Monday, November 21, 2016

Another Desert trip complete.

Back from my fall desert trip.

What a great trip this year. We extended the trip by over a week so we could camp in Panamint Valley, West of Death Valley and explore those things which have been our our list of to-do’s for some time. In the past we had to drive from Death Valley which is about 50 miles by road each way.

A bonus was the military jets which used us as targets while flying low over the valley. We had parked our 4 RV’s in a row along a turnout in the road and I guess our predominately white vehicles made a convenient target for the pilots to see. We were buzzed numerous times and some at very low altitude. What a hoot! We also got some good video.

An ancient geoglyph or rock alignment.

Overview of Panamint Valley from the old townsite of Lookout in the Argus Range.

The downside of this week in Panamint valley was the 2.5 days of wind which piled up sand around our rigs and got into every opening. We eventually spent a day at the Ridgecrest Elks club blowing the sand out of everything with my air compressor. Every lock, window, under all the truck hoods, door hinges, etc.

While in Panamint Valley we explored the town of Darwin (people still live there), drove the back road from Darwin to China Springs and back to Panamint Springs Resort in Death Valley. A very nice trip.

One day we drove to the Owens Valley, West of Panamint Valley and visited the mining camp of Cero Gordo located at 8200 ft above the valley. We had made arrangements for a guided tour from the care taker. Many of the old buildings still stand and some are being refurbished by the present owner. The Silver and Lead mined at Cero Gordo were the predominant reason for the growth of Los Angeles. Eighty Six pound ingots were hauled by mule teams to Los Angeles for trans-shipment to smelters in San Francisco for processing. The freighting was done by Remy Nadeau of 20 mule team fame.

We moved to Calico Ghost Town near Barstow for 2 days so we could explore Inscription Canyon and all of its many petroglyphs. This involved about a 100 mile round trip, most of it off highway. We also visited the NASA display at the Barstow train station and well as the railroad museum nearby. Both worth the visit. We also got to see the worlds second largest meteor (6000 lbs) at another Barstow museum.
Ancient petroglyph in Inscription Canyon.

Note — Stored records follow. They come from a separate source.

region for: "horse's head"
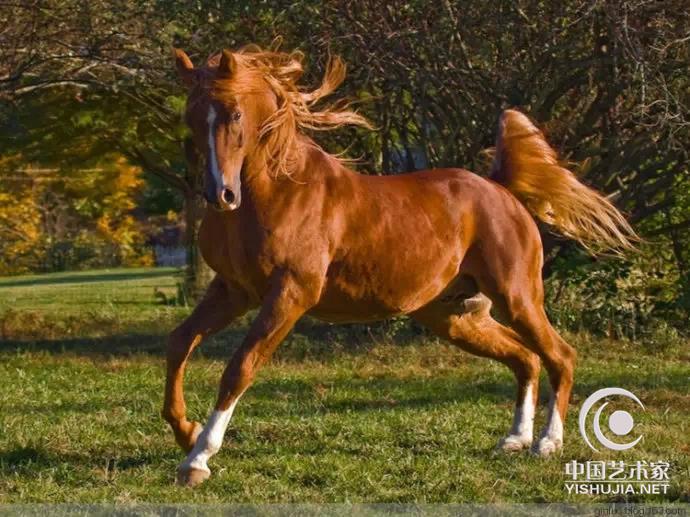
[175,50,277,210]
[175,45,370,210]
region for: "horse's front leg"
[177,279,313,486]
[161,276,249,452]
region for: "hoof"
[498,434,532,452]
[533,436,563,458]
[177,467,211,488]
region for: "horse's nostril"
[223,188,235,205]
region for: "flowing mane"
[208,45,372,176]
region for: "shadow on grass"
[0,318,426,360]
[0,270,177,289]
[0,446,179,477]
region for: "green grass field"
[0,269,690,503]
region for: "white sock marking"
[511,384,535,441]
[180,397,239,471]
[544,397,563,443]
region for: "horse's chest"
[199,214,275,298]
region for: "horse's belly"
[309,252,462,323]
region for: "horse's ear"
[218,50,237,78]
[173,48,197,88]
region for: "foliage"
[0,155,152,274]
[0,0,690,326]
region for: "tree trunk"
[183,138,214,302]
[184,193,214,302]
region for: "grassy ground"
[0,270,690,503]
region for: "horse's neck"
[246,137,340,204]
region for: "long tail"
[491,110,638,252]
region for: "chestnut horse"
[163,46,634,486]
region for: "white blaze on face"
[180,397,239,472]
[206,106,223,189]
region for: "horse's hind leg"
[411,294,540,451]
[510,301,577,456]
[472,274,577,456]
[161,277,248,452]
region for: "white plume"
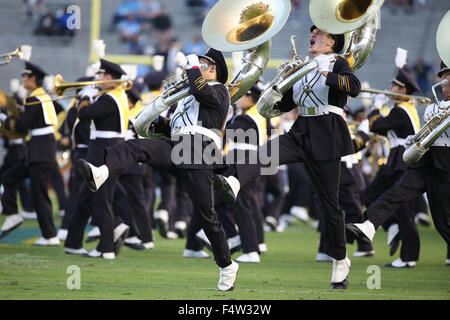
[395,48,408,69]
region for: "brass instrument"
[357,89,431,106]
[24,74,133,106]
[135,0,291,137]
[403,10,450,165]
[257,0,384,118]
[0,45,31,66]
[0,90,26,139]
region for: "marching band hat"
[22,61,48,79]
[97,59,126,78]
[198,48,228,84]
[309,25,345,53]
[144,71,166,90]
[438,60,450,78]
[391,66,421,94]
[125,81,144,103]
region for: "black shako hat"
[125,81,144,103]
[22,61,48,79]
[438,60,450,78]
[391,65,421,94]
[98,59,126,78]
[144,71,167,90]
[198,48,228,84]
[309,25,345,53]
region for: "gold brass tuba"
[403,10,450,165]
[135,0,291,137]
[257,0,384,118]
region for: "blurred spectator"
[110,0,142,32]
[183,34,208,55]
[412,57,433,95]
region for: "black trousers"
[224,134,346,260]
[2,161,56,239]
[363,170,420,261]
[105,139,231,268]
[365,167,450,261]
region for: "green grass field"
[0,199,450,300]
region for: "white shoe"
[316,252,333,262]
[227,235,241,251]
[56,210,66,218]
[289,206,309,223]
[33,237,59,246]
[56,229,67,241]
[331,257,351,289]
[387,223,399,246]
[125,236,142,245]
[77,159,109,192]
[83,249,116,260]
[384,258,416,268]
[217,260,239,291]
[258,243,267,253]
[167,231,178,240]
[183,249,211,258]
[236,251,261,263]
[353,220,376,242]
[19,210,37,220]
[352,250,375,258]
[64,248,88,255]
[0,213,23,232]
[87,226,100,238]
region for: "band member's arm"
[325,58,361,97]
[5,97,42,133]
[78,95,115,120]
[367,107,411,135]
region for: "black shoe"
[389,232,400,257]
[214,174,236,203]
[345,223,372,245]
[331,277,348,290]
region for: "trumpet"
[0,45,31,66]
[24,74,133,106]
[357,89,431,106]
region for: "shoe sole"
[345,224,372,245]
[213,175,236,203]
[77,159,97,192]
[0,221,23,239]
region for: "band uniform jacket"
[78,88,128,166]
[170,68,230,169]
[367,101,420,174]
[274,58,361,161]
[5,87,57,165]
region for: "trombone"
[357,89,431,106]
[24,74,133,106]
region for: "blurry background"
[0,0,450,107]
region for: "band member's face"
[198,58,217,81]
[442,71,450,99]
[309,28,334,56]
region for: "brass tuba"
[257,0,384,118]
[135,0,291,137]
[403,10,450,165]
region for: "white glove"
[373,93,388,109]
[186,54,200,69]
[358,119,369,134]
[405,135,414,148]
[314,54,330,73]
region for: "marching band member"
[79,49,239,291]
[346,63,450,268]
[216,26,361,289]
[65,59,129,259]
[363,66,420,265]
[1,62,59,246]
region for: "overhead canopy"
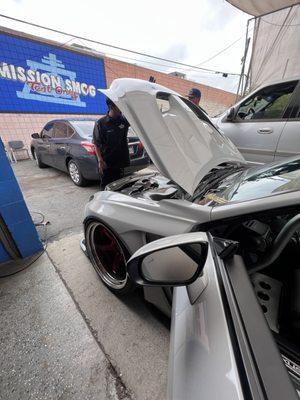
[227,0,300,17]
[248,5,300,91]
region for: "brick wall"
[0,58,235,150]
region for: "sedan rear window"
[70,120,96,139]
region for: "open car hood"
[100,78,245,195]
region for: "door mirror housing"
[226,107,235,121]
[127,232,208,287]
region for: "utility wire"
[197,35,245,67]
[0,14,239,76]
[74,39,218,75]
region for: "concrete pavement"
[0,254,132,400]
[0,161,169,400]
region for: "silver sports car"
[84,79,300,400]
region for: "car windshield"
[70,120,96,139]
[204,159,300,205]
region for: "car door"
[37,122,53,165]
[275,83,300,160]
[168,235,298,400]
[218,80,298,163]
[51,121,74,171]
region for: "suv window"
[236,81,297,121]
[41,123,53,139]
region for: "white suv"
[213,78,300,163]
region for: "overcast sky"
[0,0,250,91]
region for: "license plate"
[129,146,134,155]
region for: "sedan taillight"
[81,142,96,156]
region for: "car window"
[199,159,300,206]
[236,81,297,121]
[70,120,96,139]
[156,92,216,129]
[54,122,70,139]
[41,123,53,139]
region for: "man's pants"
[100,168,124,190]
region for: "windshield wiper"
[191,165,245,201]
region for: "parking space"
[2,161,169,400]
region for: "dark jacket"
[93,115,130,168]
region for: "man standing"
[93,98,130,189]
[187,88,201,107]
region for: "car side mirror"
[127,232,208,286]
[226,107,235,121]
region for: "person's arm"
[93,121,106,173]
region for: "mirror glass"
[227,107,234,121]
[141,243,203,284]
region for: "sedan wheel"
[86,221,134,295]
[68,160,87,186]
[32,149,47,168]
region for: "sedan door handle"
[257,128,273,135]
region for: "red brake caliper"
[98,228,122,274]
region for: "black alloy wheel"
[85,220,135,295]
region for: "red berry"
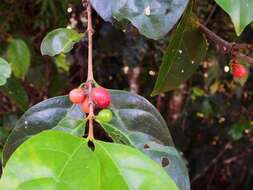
[232,63,248,78]
[91,87,111,108]
[81,97,90,113]
[69,88,84,104]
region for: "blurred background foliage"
[0,0,253,190]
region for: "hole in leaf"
[88,141,95,151]
[83,121,113,142]
[162,157,170,167]
[165,8,170,15]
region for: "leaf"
[3,96,84,164]
[55,54,70,72]
[0,58,11,86]
[152,4,207,96]
[3,90,173,163]
[215,0,253,36]
[40,28,84,56]
[110,90,174,146]
[0,131,178,190]
[95,141,178,190]
[7,39,31,78]
[96,120,134,146]
[0,77,29,111]
[91,0,188,39]
[0,131,100,190]
[132,138,190,190]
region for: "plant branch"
[87,0,94,82]
[198,23,253,66]
[82,0,94,141]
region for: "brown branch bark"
[82,0,94,141]
[198,23,253,66]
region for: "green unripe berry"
[96,109,112,123]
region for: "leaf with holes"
[0,131,100,190]
[3,90,188,190]
[40,28,84,56]
[91,0,188,39]
[3,90,173,163]
[215,0,253,36]
[0,131,178,190]
[97,122,190,190]
[95,141,178,190]
[3,96,85,164]
[130,137,190,190]
[0,77,29,111]
[152,2,207,96]
[7,39,31,78]
[0,58,11,86]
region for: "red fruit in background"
[232,63,248,78]
[91,87,111,108]
[69,88,85,104]
[81,97,90,113]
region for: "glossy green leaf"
[7,39,31,78]
[0,131,178,190]
[132,138,190,190]
[96,120,134,146]
[0,58,11,86]
[97,123,190,190]
[95,141,178,190]
[0,77,29,111]
[110,90,174,146]
[215,0,253,36]
[152,5,207,96]
[3,90,189,190]
[40,28,84,56]
[3,90,173,163]
[91,0,188,39]
[0,131,100,190]
[3,96,85,164]
[55,54,70,72]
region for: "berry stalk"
[83,0,94,141]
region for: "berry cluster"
[231,62,248,78]
[69,87,112,122]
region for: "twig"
[191,143,231,183]
[82,0,94,141]
[198,23,253,66]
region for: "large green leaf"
[0,58,11,86]
[3,96,85,164]
[95,141,178,190]
[3,90,173,163]
[215,0,253,36]
[0,131,178,190]
[130,137,190,190]
[40,28,84,56]
[91,0,188,39]
[3,90,189,190]
[0,77,29,111]
[7,39,31,78]
[0,131,100,190]
[152,4,207,95]
[100,122,190,190]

Petroglyph of Big Horn Sheep in Inscription Canyon.

We moved on from Barstow to the BLM area near Tecopa, CA, our usual stopping place after spending a night behind the Mad Greek restaurant in Baker, CA. The BLM area allows us to circle the wagons as it is not an organized campground.

From Tecopa we visited Saratoga Springs along the Harry Wade 1849 exit route out of Death Valley. We have been here before but this time we wanted to look for ancient Indian village sites as well as check out the mining areas. We did all of the above.
What 1.5 inches of rain look like at Tecopa BLM.

Armagosa River in Southern Death Valley crossing Westside Road.

We planned to visit Galena Canyon in the South end of Death Valley but a day of rain raised the level of the Armagosa River making it too dangerous to cross with 4x4 vehicles so instead we drove to the Ashford mine trail head and hiked 2.2 miles up canyon to the mine site. Soon after we arrived it started raining so we took shelter in the mine kitchen and had lunch. The rain stopped shortly thereafter so we explored for a while before going back down the canyon to the vehicles. This was my third trip to the Ashford mine and not one I was planning to do this year.

Ashford Mine in Death Valley.

Tim exploring Phinney Mine in Nevada North of Beatty.

King of the Hill!

Old telegraph wire and pole on the line from Bullfrog to Skidoo.

No trip to Tecopa is complete without a stop at China Ranch Date farm for a date shake and we did that twice this year. The second time was so son Tim could checkout a geo-cache high atop a mud hill near the ranch.

Eventually we moved to Death Valley and continued our exploring of mines, ghost towns, and Indian relics and then ended up attending lectures and events connected with the Death Valley 49er days.

DBRC (Desert Balloon Recovery Crew) haul of mylar balloons (33).

Campfire at Furnace Creek Campground.
On Sunday Nov 13th we again drove back to Baker, spending another night there before driving home on the 14th. We never drive from Baker to Barstow on a Sunday afternoon as the home bound Las Vegas traffic is a night mare. Much better to drive home on Monday.

 One of many great sunsets on our trip.